You contribute plenty; you are the type of person who would go and talk to the woman with the pancreas problems. That’s enough. Do you realize how many people wouldn’t do that? A four year old and a monkey might, but most adults are so jaded that the idea is just laughable.

And you had every right to be angry and bitter after you got hit. You didn’t deserve it, the driver was an idiot, then you had to deal with useless people when all you wanted was someone to actually be something instead of lame, with the lame ice and even lamer questions about your state of being. Sometimes it seems like all the people in the world are conspiring to be idiots around you and you just want to tell them all to piss off. If they hit you with a car too, well no wonder you acted like a cunt. It’s the only possible reaction.

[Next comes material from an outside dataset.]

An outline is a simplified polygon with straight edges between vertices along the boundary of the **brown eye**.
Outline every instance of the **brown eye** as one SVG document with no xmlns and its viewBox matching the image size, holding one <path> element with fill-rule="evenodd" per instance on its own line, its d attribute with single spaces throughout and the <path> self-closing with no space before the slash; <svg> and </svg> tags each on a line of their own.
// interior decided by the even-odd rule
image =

You’re too hard on yourself. This blog alone has made me entertained for years and possibly a better person. (Although I can’t guarantee that.) I hate to be so cliche, but everything will be okay.


Alexandra

First of all there is no such thing as a mediocre doctor. There are only good doctors and bad doctors. The latter are those that take money from patients before operating on them. All those that do their jobs wholeheartedly are GOOD doctors. So unless you’re planning to charge little kids before looking at their tonsils, would you should up about all that “I’m ordinary” stuff?

Doctors are anything but ordinary. They chose the profession of saving people’s lives. Or at least easing their pain and making their lives better.

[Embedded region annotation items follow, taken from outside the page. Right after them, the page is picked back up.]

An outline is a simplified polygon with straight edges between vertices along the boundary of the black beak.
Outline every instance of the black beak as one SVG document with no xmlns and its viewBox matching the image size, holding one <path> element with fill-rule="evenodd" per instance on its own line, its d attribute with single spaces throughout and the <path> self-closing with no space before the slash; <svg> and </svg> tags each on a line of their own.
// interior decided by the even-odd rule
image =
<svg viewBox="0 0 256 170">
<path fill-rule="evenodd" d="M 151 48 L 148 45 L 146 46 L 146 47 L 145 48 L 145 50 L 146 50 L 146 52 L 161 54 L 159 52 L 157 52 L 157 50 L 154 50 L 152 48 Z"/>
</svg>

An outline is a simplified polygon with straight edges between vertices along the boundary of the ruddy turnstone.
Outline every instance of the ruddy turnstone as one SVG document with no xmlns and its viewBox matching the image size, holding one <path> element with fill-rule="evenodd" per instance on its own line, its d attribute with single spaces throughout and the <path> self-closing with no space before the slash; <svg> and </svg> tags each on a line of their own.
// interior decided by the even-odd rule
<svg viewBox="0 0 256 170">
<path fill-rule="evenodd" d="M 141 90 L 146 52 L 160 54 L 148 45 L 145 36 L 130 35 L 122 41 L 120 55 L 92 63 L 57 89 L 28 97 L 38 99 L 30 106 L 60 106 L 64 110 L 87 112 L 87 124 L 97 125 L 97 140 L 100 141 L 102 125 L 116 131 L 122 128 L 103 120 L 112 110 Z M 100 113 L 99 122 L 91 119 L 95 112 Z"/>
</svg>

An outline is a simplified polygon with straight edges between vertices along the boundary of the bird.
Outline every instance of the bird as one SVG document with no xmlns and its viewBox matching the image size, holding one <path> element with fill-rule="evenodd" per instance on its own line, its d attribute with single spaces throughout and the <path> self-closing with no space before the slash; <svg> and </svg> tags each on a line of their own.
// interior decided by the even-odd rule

Not all doctors are McDreamy from Grey’s Anatomy and not all of them can perform brain surgery with their eyes closed. But by God that doesn’t make them ordinary.
My Mom is a doctor, a GP. So she doesn’t get to actually save people from death’s claws every day. Her patients say she’s a great doctor because she cares. And I think that’s the most important thing. Most of the things “good” students know today are going to be outdated by the time they get to practice (probably, what do I know) but what it’s not going to change is the way they do their job and take care of their patients.

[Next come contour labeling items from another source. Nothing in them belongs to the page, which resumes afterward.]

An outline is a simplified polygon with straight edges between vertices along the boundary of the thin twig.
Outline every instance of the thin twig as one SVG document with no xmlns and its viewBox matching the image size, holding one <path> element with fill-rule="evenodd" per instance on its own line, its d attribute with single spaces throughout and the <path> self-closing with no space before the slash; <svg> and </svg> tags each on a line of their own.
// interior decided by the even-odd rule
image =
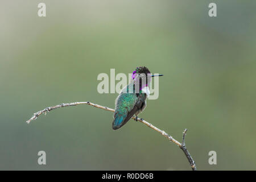
<svg viewBox="0 0 256 182">
<path fill-rule="evenodd" d="M 52 110 L 60 108 L 60 107 L 67 107 L 67 106 L 76 106 L 77 105 L 81 105 L 81 104 L 89 105 L 93 106 L 95 107 L 100 108 L 100 109 L 108 110 L 108 111 L 110 111 L 112 112 L 115 111 L 114 109 L 111 109 L 111 108 L 109 108 L 108 107 L 104 107 L 104 106 L 101 106 L 98 104 L 92 103 L 89 101 L 88 102 L 72 102 L 72 103 L 61 104 L 53 106 L 47 107 L 42 110 L 39 111 L 34 113 L 33 114 L 33 116 L 30 119 L 27 121 L 27 123 L 30 123 L 31 121 L 36 119 L 36 118 L 41 114 L 46 114 L 47 113 L 49 113 Z M 184 131 L 183 131 L 183 138 L 182 138 L 182 143 L 180 143 L 180 142 L 179 142 L 178 141 L 175 140 L 172 136 L 171 136 L 171 135 L 168 134 L 167 133 L 166 133 L 164 131 L 159 129 L 158 128 L 157 128 L 155 126 L 152 125 L 152 124 L 148 123 L 148 122 L 146 121 L 143 119 L 136 118 L 135 117 L 133 117 L 132 118 L 134 120 L 138 121 L 141 122 L 141 123 L 148 126 L 151 129 L 158 131 L 161 135 L 162 135 L 163 136 L 167 138 L 170 142 L 172 142 L 174 143 L 175 143 L 176 145 L 177 145 L 185 154 L 188 160 L 188 162 L 189 162 L 189 164 L 191 166 L 192 169 L 193 171 L 197 170 L 196 163 L 195 163 L 195 161 L 193 160 L 193 159 L 191 156 L 191 155 L 190 155 L 189 152 L 187 150 L 187 149 L 185 147 L 185 136 L 186 135 L 186 133 L 187 133 L 187 129 L 185 129 Z"/>
</svg>

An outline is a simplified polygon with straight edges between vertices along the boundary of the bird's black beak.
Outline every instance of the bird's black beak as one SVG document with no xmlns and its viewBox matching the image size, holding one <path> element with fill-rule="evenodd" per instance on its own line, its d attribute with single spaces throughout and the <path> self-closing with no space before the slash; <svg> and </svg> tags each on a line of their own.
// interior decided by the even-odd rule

So stop complaining, will you?


Marianne

I wanted to let you know that I really admire Crabbypants McGee’s honesty.


daria

I think you’re doing a damn good job keeping your sanity in this crazy world of pressures and expectations. I’m glad you’re finding some meaning in a profession, like hanging with the patients and the kids, which is a lot more than many achieve in a lifetime. In short, crabbypants mcgee is pretty awesome.


Adam C.

Not for nothing, but I’d like to think that the reason you didn’t move for the car was because your sub-conscious was screaming “I’m here! I’m right fucking here, and you had better recognize that fact.”

I’m glad you didn’t get hurt badly, but in my mind I’m more glad that you didn’t change to suit the circumstances around you. It’s so easy to feel alone in this world and sometimes you just need to let everyone around you know (and yourself, too) that you’re alive, that you’re here and that you need something… anything. Even a good whack from a moving car.